Peristera Paschou - US grants

The advent of modern genotyping and sequencing technologies has revolutionized human genetics research, allowing researchers to truly understand how different we are from one another. Large datasets describing the common patterns of human genetic variation may be easily thought of as matrices, with the rows representing individuals and the columns representing loci in the genome that correspond to common polymorphisms. The broader impact of such datasets cannot be overemphasized: they are a key resource for researchers to use to find genes affecting health, disease, and responses to drugs and environmental factors, as well as understanding the evolutionary and biological history of our species. Extracting useful information from such datasets promotes the progress of science and, at the same time, advances national health, prosperity and welfare. This project will bridge the gap between state-of-the-art algorithms for data analysis developed in the theoretical computer science and applied mathematics communities and the application of such algorithms to the analysis of the increasingly larger volume of datasets in the human genetics community.

In the context of this project, first, from an algorithmic perspective, the project team will design and analyze novel algorithms for three prototypical, fundamental research topics that combine linear algebra and randomization, namely sparse Principal Components Analysis, matrix completion, and linear (or kernel) discriminant analysis. All three topics have been widely popular in the theoretical computer science, machine learning, and applied mathematics communities. Yet these research topics have been essentially overlooked by the population genetics community. Second, from a population genetics perspective, the team will apply the developed algorithms to gain novel insights regarding population structure, ancestry informative markers, and natural selection, as well as improve imputation methods and Genome-Wide Association Studies (GWAS) data analysis. All three methods will be evaluated on population genetics datasets that are available to the PIs. The project will train graduate students and will disseminate the results of the research to a broad community of applied mathematicians, theoretical computer scientists, and population geneticists.
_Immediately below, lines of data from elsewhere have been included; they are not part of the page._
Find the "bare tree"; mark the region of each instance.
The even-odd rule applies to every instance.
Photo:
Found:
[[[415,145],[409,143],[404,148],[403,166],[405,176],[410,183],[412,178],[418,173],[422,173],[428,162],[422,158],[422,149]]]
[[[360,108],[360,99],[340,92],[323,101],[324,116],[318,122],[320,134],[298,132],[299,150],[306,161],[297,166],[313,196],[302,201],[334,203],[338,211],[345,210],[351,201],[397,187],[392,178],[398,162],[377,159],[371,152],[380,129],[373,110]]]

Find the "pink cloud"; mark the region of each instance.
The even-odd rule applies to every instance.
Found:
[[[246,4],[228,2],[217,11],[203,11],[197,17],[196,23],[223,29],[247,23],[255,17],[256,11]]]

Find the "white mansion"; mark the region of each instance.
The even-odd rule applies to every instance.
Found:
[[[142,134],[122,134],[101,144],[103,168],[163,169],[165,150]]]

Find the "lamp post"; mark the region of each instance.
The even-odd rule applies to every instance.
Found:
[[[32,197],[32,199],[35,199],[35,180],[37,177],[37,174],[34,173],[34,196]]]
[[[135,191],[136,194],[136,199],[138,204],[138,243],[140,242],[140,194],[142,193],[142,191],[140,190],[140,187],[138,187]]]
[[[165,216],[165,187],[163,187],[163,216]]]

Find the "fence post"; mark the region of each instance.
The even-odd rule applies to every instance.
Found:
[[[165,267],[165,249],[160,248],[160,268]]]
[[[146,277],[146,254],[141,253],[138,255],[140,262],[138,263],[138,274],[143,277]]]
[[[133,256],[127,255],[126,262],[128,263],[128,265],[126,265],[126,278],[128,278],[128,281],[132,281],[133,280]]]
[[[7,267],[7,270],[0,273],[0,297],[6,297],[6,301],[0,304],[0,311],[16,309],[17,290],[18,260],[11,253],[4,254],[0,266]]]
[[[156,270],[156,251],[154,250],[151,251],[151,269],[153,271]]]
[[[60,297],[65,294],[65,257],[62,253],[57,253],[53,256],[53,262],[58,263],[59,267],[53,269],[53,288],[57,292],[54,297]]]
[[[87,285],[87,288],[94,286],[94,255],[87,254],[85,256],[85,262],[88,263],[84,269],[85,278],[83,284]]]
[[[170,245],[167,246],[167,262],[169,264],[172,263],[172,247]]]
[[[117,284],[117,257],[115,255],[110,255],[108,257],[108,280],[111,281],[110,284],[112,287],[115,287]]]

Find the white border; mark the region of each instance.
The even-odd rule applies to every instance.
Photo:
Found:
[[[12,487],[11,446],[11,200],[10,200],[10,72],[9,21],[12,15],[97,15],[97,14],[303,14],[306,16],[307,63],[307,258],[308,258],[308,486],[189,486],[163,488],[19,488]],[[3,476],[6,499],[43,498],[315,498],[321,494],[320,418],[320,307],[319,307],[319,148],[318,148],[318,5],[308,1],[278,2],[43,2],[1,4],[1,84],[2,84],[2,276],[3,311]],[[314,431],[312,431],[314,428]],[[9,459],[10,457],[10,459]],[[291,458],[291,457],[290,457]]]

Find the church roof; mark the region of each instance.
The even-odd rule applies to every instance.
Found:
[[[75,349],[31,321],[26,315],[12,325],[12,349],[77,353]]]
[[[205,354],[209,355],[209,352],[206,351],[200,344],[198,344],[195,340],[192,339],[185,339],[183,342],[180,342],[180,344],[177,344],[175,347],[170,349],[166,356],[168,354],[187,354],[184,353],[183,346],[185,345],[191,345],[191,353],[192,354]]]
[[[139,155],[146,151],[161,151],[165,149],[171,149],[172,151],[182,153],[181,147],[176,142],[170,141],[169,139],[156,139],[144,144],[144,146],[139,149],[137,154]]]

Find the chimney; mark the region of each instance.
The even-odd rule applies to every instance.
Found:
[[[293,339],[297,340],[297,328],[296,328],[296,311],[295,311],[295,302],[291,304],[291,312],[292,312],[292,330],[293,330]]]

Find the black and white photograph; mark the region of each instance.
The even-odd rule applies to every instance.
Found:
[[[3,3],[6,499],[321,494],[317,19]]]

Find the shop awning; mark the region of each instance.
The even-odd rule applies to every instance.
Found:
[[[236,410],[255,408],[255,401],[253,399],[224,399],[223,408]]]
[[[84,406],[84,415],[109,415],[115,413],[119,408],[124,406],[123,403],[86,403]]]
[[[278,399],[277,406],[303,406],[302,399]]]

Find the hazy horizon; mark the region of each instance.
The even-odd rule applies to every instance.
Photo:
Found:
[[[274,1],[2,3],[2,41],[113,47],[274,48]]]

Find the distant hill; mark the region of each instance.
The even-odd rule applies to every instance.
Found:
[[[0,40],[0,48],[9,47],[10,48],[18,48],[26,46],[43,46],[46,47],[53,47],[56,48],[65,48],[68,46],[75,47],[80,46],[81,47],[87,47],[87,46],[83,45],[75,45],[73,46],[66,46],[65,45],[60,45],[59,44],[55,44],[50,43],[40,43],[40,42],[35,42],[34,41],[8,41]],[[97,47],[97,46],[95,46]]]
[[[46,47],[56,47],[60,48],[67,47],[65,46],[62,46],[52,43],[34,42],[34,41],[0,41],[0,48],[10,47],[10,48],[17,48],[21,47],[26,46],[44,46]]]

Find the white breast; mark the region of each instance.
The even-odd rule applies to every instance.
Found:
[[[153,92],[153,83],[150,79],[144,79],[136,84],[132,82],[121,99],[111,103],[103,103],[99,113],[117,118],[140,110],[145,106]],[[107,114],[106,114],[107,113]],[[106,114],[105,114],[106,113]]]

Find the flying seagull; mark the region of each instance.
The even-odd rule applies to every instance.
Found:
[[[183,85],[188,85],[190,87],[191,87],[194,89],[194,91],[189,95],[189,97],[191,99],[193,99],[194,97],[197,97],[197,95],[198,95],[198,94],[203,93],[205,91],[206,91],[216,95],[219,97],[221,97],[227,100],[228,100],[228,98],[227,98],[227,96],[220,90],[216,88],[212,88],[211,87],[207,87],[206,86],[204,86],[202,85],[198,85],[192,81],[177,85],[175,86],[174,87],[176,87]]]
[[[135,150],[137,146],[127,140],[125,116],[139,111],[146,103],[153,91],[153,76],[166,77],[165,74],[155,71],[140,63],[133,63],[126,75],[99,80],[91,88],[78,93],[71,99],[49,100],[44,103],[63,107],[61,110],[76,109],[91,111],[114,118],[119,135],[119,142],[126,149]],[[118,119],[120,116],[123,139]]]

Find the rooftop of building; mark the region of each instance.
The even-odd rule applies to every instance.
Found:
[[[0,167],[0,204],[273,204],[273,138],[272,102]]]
Researchers in human genetics have now access to unprecedented amounts of genetic information characterizing how truly different we are from one another. From a Computer Science and Applied Mathematics perspective, the resulting datasets can be thought of as matrices, with the rows representing individuals and the columns representing loci in the genome that correspond to common or rare polymorphisms. Analyzing such datasets, Genome Wide Association Studies (GWAS) have reported over 10,000 strong associations between genetic variants and complex traits. However, tools that allow efficient analysis of very large scale datasets are still missing. Extracting useful information from such datasets promotes the progress of science and, at the same time, advances public health, prosperity, and welfare. This project will bridge the gap between state-of-the-art algorithms developed in the theoretical computer science community and the application of such algorithms to the analysis of the increasingly larger volume of datasets in the human genetics community.

This project will explore how randomized linear algebra, from a theoretical and practical standpoint, can be used to speed human genetics data analytics. The first research direction will investigate Linear Mixed Models or LMMs: LMMs form a linear model of the genetic effects on the phenotype of interest. Randomized linear algebra tools will be used to speed up the solution of the resulting optimization problem, without sacrificing accuracy. The second research direction will investigate Polygenic Risk Scores (PRS), which typically operate by first selecting a large number of genetic markers (often in the tens of thousands) out of all available markers (often in the many millions) using single marker significance tests. This feature selection stage is followed by building regression models on the selected markers to predict phenotypes. Randomized linear algebra tools will be used to speed up PRS approaches, while preserving generalization accuracy. Finally, the third research direction, will explore how the particular structure of population genetics datasets can be leveraged in order to design improved randomized linear algebra tools for the analysis of human genetics datasets. The investigators will disseminate their results to a broad community of applied mathematicians, theoretical computer scientists, and population geneticists. They both participate in population genetics conferences and workshops and publish in high-profile journals in population genetics, as well as in conferences and workshops in Computer Science. The investigators will additionally disseminate this knowledge to graduates and undergraduates. They will involve under-represented groups in their research activities, leveraging their prior track record of involving such groups in cutting-edge research.

This award reflects NSF's statutory mission and has been deemed worthy of support through evaluation using the Foundation's intellectual merit and broader impacts review criteria.